Representative Sample vs. Random Sample: An Overview

Economists and researchers seek to reduce sampling bias to near negligible levels when employing statistical analysis. Three basic characteristics in a sample reduce the chances of sampling bias and allow economists to make more confident inferences about a general population from the results obtained from the sample analysis or study:

  • Such samples must be representative of the chosen population studied.
  • They must be randomly chosen, meaning that each member of the larger population has an equal chance of being chosen.
  • They must be large enough so as not to skew the results. The optimal size of the sample group depends on the precise degree of confidence required for making an inference.

Representative sampling and random sampling are two techniques used to help ensure data is free of bias. These sampling techniques are not mutually exclusive and, in fact, they are often used in tandem to reduce the degree of sampling error in an analysis and allow for greater confidence in making statistical inferences from the sample in regard to the larger group.

Representative Sample

A representative sample is a group or set chosen from a larger statistical population or group of factors or instances that adequately replicates the larger group according to whatever characteristic or quality is under study.

A representative sample parallels key variables and characteristics of the large society under examination. Some examples include sex, age, education level, socioeconomic status (SES), or marital status.
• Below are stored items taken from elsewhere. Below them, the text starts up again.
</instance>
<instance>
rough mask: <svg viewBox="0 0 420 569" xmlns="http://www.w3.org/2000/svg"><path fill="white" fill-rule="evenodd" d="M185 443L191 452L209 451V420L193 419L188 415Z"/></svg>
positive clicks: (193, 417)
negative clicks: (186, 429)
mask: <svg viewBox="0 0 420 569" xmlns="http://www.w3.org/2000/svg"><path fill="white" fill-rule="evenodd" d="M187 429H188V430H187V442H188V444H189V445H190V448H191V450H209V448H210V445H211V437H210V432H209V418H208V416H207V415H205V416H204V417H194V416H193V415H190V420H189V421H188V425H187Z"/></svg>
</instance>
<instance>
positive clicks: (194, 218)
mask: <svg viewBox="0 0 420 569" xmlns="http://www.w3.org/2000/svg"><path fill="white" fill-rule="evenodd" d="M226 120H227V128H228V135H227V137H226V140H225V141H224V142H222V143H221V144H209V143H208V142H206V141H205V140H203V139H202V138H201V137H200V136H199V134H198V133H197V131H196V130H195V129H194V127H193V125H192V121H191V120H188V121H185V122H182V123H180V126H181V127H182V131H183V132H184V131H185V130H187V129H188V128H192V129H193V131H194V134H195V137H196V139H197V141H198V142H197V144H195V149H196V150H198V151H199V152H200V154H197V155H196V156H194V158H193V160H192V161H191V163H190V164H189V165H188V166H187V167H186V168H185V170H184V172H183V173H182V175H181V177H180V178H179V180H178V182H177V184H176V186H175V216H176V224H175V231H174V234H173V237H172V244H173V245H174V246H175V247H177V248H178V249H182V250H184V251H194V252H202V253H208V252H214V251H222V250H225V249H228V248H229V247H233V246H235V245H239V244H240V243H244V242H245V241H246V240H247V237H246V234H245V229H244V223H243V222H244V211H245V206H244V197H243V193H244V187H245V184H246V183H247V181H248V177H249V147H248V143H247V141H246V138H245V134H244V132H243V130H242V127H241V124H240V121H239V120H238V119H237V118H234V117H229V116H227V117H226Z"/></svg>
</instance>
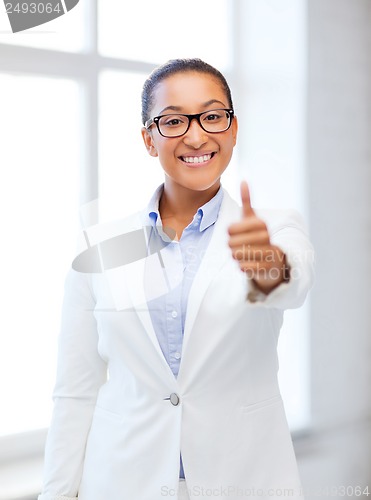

A larger sample size reduced sampling error and increases the likelihood that the sample accurately reflects the target population. 

Random Sample

A random sample is a group or set chosen from a larger population or group of factors of instances in a random manner that allows for each member of the larger group to have an equal chance of being chosen. A random sample is meant to be an unbiased representation of the larger population. It is considered a fair way to select a sample from a larger population since every member of the population has an equal chance of getting selected.

Special Considerations:

People collecting samples need to ensure that bias is minimized. Representative sampling is one of the key methods of achieving this because such samples replicate as closely as possible elements of the larger population under study. This alone, however, is not enough to make the sampling bias negligible. Combining the random sampling technique with the representative sampling method reduces bias further because no specific member of the representative population has a greater chance of selection into the sample than any other.

[Important: Effective random sampling can be accomplished through a variety of techniques that lead to more precise results and allows for greater confidence in making statistical inferences in regard to the chosen population.]

One of the most effective of these techniques is known as stratification, breaking the larger population into subgroups or strata of a fairly homogeneous nature and choosing an equal number of group members from each stratum. In other common methods such as systematic sampling, members are chosen to begin from a random starting point and proceeding at fixed periodic intervals.

Key Takeaways

  • A representative sample is a group or set chosen from a larger statistical population according to specified characteristics.
  • A random sample is a group or set chosen in a random manner from a larger population.
  • The two can be used together to help reduce sample bias.